Addressing the Concerns of the Homeless
A very important concern to the homeless individual is whether they will lose their shelter bed for the night, if they are transported. The fire department is not authorized to make a medical diagnosis on the scene, to provide advice or guidance about disease management, to make a referral to other medical resources, such as a primary care doctor, or to provide transportation anywhere except an ED.
The contact center had the system and tools in place to assist the RN with the individual at the county shelter’s assessment and make recommendations of care. “Right care, right place, right time,” which is the fundamental premise of contact center RN triage. Their service provided a much-needed solution to an ongoing gap in care. They currently support five dispatch centers in providing contact center RN triage for thirteen shelters.
The contact center educated the staff at the shelters and facilities. They provided training on when to call 911 (a red flag list), and when to call the contact center’s health line. Each homeless individual received HIPAA information that included “understanding and agreement that a copy of the information discussed during the call interaction would be shared with the residence so that they may further assist the individual with their care.”
The workflow included one number for all facilities to dial into the Healthline contact center. The case manager and the resident had to be available at the time of the call. The RN in the contact center triaged the individual, and then the case manager determined the best non-EMR transportation based on the disposition. The triage note was then faxed to that facility.

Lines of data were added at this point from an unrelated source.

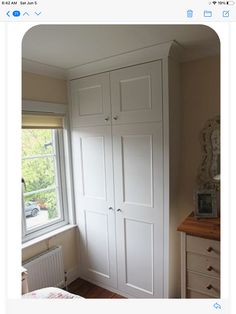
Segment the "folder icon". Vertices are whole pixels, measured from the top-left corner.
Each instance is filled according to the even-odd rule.
[[[212,17],[212,11],[205,10],[203,15],[204,15],[204,17]]]

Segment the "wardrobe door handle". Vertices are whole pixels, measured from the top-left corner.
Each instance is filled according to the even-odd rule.
[[[213,251],[213,248],[211,246],[209,246],[206,250],[207,250],[207,252],[211,252],[211,251]]]
[[[211,289],[213,288],[213,286],[212,286],[211,284],[209,284],[208,286],[206,286],[206,288],[207,288],[208,290],[211,290]]]

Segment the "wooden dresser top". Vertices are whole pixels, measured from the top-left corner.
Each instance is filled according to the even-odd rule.
[[[196,237],[220,241],[220,218],[198,218],[191,213],[177,230]]]

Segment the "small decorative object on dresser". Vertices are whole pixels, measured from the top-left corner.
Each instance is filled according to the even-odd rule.
[[[220,298],[220,219],[190,214],[181,231],[181,298]]]
[[[195,216],[204,218],[217,217],[216,192],[214,190],[196,192]]]

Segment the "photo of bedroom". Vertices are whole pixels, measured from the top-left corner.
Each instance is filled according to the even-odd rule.
[[[22,298],[220,298],[220,41],[204,25],[22,39]]]

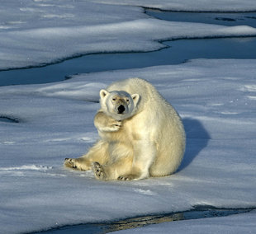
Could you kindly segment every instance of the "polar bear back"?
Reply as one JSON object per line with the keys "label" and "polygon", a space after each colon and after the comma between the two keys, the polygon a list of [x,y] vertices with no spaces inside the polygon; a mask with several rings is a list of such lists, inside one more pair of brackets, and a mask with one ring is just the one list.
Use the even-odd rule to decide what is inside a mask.
{"label": "polar bear back", "polygon": [[152,176],[173,174],[183,157],[186,137],[174,108],[153,85],[140,78],[114,82],[108,91],[125,91],[140,95],[137,113],[127,121],[134,134],[143,135],[156,146],[157,157],[150,168]]}

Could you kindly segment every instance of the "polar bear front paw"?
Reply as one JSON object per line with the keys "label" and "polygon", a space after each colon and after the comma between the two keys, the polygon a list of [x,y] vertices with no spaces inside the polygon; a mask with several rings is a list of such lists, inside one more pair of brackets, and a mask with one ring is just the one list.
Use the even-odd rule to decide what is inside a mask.
{"label": "polar bear front paw", "polygon": [[106,180],[106,174],[102,165],[100,165],[97,161],[95,161],[92,163],[92,169],[96,179]]}
{"label": "polar bear front paw", "polygon": [[135,175],[126,175],[126,176],[120,176],[117,180],[133,180],[138,179],[138,176],[136,176]]}
{"label": "polar bear front paw", "polygon": [[67,167],[76,169],[77,166],[75,164],[73,158],[65,158],[64,166]]}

Challenges included the individual wishing to remain anonymous, the individual being a vague or poor historian, individuals declining triage or the recommendation, availability of OTC meds, and their psych/social needs.
Eighteen months after the start of the program, the facility staff was queried, and all were either very or somewhat comfortable in knowing what situations required 911. Over 85 percent of the staff felt the service was very important to the facility.

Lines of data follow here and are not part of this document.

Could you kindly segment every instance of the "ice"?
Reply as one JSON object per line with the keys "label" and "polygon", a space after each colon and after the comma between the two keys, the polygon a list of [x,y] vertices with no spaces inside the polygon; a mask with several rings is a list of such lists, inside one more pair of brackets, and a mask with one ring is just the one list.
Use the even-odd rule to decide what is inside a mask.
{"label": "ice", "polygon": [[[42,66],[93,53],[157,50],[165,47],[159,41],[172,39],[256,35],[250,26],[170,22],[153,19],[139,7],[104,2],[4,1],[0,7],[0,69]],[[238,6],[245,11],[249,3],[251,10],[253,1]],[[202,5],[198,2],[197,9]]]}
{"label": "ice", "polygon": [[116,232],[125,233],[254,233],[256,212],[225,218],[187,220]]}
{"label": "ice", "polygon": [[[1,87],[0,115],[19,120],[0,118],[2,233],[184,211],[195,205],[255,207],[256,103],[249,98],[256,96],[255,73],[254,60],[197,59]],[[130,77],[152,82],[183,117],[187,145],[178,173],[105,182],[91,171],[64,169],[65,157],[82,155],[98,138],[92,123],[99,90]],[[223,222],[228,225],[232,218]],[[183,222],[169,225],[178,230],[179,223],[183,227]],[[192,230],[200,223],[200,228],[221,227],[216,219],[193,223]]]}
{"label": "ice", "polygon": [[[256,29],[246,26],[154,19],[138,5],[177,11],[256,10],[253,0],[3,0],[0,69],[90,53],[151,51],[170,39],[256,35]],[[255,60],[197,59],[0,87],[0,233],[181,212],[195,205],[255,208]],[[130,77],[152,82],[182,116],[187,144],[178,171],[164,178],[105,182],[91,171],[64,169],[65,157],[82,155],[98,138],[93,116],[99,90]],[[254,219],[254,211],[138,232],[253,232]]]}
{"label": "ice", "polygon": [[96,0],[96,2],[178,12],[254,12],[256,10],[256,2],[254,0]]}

By far, the majority felt the nurses at Healthline were very knowledgeable (83.33 percent). Beyond 85 percent also felt the nurse line process was easy-to-use, and felt the residents were satisfied with the service. Most of the staff felt very satisfied once the resident had talked with the nurse, and 100 percent indicated the importance of having the service available 24/7, adding that it was practical and helpful to the residents in the facility.
Traci Haynes MSN, RN, BA, CEN, CCCTM is the director, clinical services at LVM Systems, Inc. and has been involved in the contact center industry for over twenty-five years. (Traci thanks Cheryl Patterson, BSN, RNC—TNP, clinical manager—quality and education, Healthline, for her contributions to this article.)